英語国語理科社会のほとんどの問題の配点は1つ3点もしくは4点です。中3の成績1つ上げるということは、1問正解するのと同じ重みを持ちます。逆に言うと、中3で1つ成績を下げると言うことは、1問自動的に不正解になるのと同じことになります。
「4:4:2」の場合
当然ながら、内申点の比率が大きくなる「4:4:2」は、「3:5:2」の高校と比べてもっと事態は深刻となります。「4:4:2」の場合、成績1点分は2.96点分となり、中3の成績1つ分はその2倍の5.92点分です。
ところが、「4:4:2」の場合は、学力試験の得点が500点満点でそのまま計算されるわけではなく、0.8倍した400点満点として計算されます。これを考慮すると、中3の成績1つ分の5.92点を学力試験で補おうとすると、5.92÷0.8=7.4点分正解することが必要となります。つまり、中3の成績1点分は、学力試験配点7.4点に相当することを意味しています。
たった成績1つで入試の7.4点分ですよ、皆さん。めちゃくちゃ大きいですよ。1教科7点以上なんて、そんな簡単には上がりません。小問でいうと2問以上正解するところを増やさなければいけないのですから。
「5:3:2」の場合
「5:3:2」の場合、成績1つ分が相当な破壊力を持つことは、もう理解できると思います。成績1点分は3.70点となり、中3の成績1つ分はその2倍の7.40点です。学力検査の得点は0.6倍の300点満点となるので、7.40÷0.6=12.66点で、中3成績1点分は、学力検査の配点12.66点分に相当することになるのです。
中3成績1つ分の差を埋めるためには、配点12.66分多く正解しなければいけないということです。逆に成績1つ失うことは、12.66点以上失うのと同じです。証明問題10点満点を取っても、成績1つ分の損失は補いきれません。
成績を上げることは最大の受験勉強
このように、県内ほとんどの高校では、中3成績1つ分は学力検査4.44点〜12.66点の配点と同じくらいの意味を持ちます。12月に最終的な内申点が出た後は、受験に向けてラストスパートをかける時期になりますが、ほとんどが同じレベルの受験生の中で、1問でも2問でも差をつけようとするととてつもない労力が必要だということを、身をもって感じることになるでしょう。
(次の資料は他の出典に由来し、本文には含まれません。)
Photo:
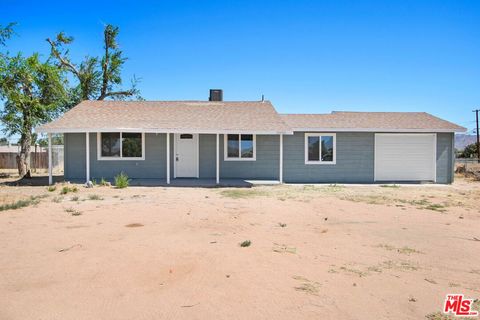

内申点は最後の最後に自分を救ってくれます。一生懸命勉強しても、本番で失敗することはあるかもしれませんが、内申点だけは減ることはありません。もちろん内申点が全てではありませんが、今できることは、1つでも多く成績をとって、本番での学力検査の得点分を少しでも楽にしておくことです。
最後の定期テストや授業の受け方など、よくよく考えて1日1日を大切に過ごしてください。